# need help 2.0 8v mk3 cam install



## 96trekjetta (Jun 20, 2010)

if any one could help it would be greatly appreciated i just installed a tt 268 cam from ngp and i was wondering if there is anything else i need to do to compensate for the bigger cam?


----------



## Svedka (Jul 4, 2008)

what do you mean?

did u put the timing belt on make sure the roater was set and time it grease the cam turn it over by hand 2x make sure its all correct?
put it back together 100% and fire it off

:beer:


----------



## 96trekjetta (Jun 20, 2010)

yes but it wants to keep flooding out does the ignition timing need to be advanced?


----------



## Svedka (Jul 4, 2008)

double check something didn't get left unplugged like coolant tem air intake temp tps maf o2 and both your vac from your manifold to the fpr, 

your ignition timing can not be advanced manually if you have a obd1 distributor but make sure the roater is pointing at the notch with the cap off when you check your timing.

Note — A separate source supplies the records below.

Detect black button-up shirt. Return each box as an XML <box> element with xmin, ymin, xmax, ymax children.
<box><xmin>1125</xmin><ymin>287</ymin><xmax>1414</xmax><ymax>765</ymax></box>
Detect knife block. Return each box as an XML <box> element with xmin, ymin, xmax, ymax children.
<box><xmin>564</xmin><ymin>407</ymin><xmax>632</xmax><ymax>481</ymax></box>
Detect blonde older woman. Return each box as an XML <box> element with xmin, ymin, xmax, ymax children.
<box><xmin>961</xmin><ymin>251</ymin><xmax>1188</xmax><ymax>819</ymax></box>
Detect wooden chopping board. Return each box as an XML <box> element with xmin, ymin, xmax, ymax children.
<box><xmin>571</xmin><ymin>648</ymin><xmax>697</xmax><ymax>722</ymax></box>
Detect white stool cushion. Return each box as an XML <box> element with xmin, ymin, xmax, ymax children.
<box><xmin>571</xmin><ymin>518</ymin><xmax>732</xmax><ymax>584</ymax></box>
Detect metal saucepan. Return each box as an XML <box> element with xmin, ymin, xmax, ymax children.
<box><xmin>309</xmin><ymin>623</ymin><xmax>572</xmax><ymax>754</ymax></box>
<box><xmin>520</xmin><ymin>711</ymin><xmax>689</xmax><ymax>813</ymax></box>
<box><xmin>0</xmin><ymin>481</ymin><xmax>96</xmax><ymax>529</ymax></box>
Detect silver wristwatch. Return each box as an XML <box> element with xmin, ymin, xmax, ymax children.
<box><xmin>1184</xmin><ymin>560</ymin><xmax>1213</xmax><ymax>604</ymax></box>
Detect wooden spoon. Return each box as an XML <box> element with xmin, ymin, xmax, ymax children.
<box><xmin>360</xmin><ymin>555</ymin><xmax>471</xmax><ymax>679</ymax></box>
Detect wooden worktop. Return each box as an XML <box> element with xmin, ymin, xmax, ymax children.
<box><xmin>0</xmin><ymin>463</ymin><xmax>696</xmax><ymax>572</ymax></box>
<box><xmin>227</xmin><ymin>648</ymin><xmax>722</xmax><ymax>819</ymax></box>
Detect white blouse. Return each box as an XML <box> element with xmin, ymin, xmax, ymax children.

is this a stock car no other mods? it ran 100% then you did cam and now it floods?


----------



## 96trekjetta (Jun 20, 2010)

everything is plugged in and it's got a cap on it it's got headers muffler and an intake in it and ran great before other than a misfire code on cylinder on which was unnoticeable


----------



## Svedka (Jul 4, 2008)

sounds like your dist or cam timing


----------



## 96trekjetta (Jun 20, 2010)

i just messed with the cap and it's running smoother just have to take it for a test run i'll let you know how it went thanks for the help


----------



## Glegor (Mar 31, 2008)

its gotta be something simple, and im pretty sure timing isnt adjustible, i think that particular engine has a pinned dizzy. and wont rotate for any advance.


----------



## 96trekjetta (Jun 20, 2010)

well theres a bolt on it that once you loosen it the distributer will rotate but now the tach and speedo don't work but worked fine before


----------



## 96trekjetta (Jun 20, 2010)

so this cam is suppose to be just a bolt in?


----------



## Svedka (Jul 4, 2008)

Im not sure what your messing with but obd1 and 2 distributors (93-99) do not move as in can not be advanced or retarded manually unless it has been altered for some reason. the VSS in the transmission runs you tach and speed make sure its plugged in and working.


----------



## Glegor (Mar 31, 2008)

why havent you called TT and asked them? they built the cam, they would know EXACTLY what it needs. i think you are supposed to run bigger springs in any 2.0 with a bigger cam tho. call Techtonics if you need to, they will have all the answers.


----------



## 96trekjetta (Jun 20, 2010)

they have been closed for the holiday but thanks for the help guys will let you know what happens when i give them a call


----------